The problem isn’t the government per se; it’s the corporate hijacking of the government by the wealthy. So called free marketers and capitalists have no concept of the common good. Self interest and greed benefits only a small percent of the population. Conservatives complain about giving public assistance to the poor but are silent when it comes to giving massive welfare to some of the wealthiest corporations on earth, or providing tax cuts to the rich. Corporate welfare has long been rampant and costs the treasury thousands of times more than helping poor families find the means of eking out a living with a modicum of dignity. The irony of this is apparently lost on the conservatives.

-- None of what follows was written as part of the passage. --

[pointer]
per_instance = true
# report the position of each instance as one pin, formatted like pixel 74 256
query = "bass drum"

We have reached this advanced stage of societal decay because too many of us have looked the other way for too long. Too many of us have been too easily duped by the all pervasive corporate media that saturates the printed page and the air waves. Too many have accepted the lies and distortions spewed forth by Bush/Clinton and the military industrial complex for too many years without calling them to task and demanding accountability from them. If there is any hope for us it lies in dispelling the prevailing myths of our times. We need a major paradigm shift and we need it now. The kind of change that is needed will require a critically thinking, well informed citizenry and much deep introspection. Most importantly, it will require accountability from every citizen; and constant vigilance. It demands an abiding faith in the common good and paying the price in commitment to make it happen. What ails our political system is far too systemic to be cured at the ballot box. The question is: Do the American people care deeply enough about social and economic justice to talk revolution? Do we have what it takes to take it to the next level? How serious are we about taking our country back? Do we really understand what that entails? Are we up to the task?
CHARLES SULLIVAN is a veteran wild forest activist, writer and cabinetmaker who resides on twenty acres of land in the rural countryside of West Virginia.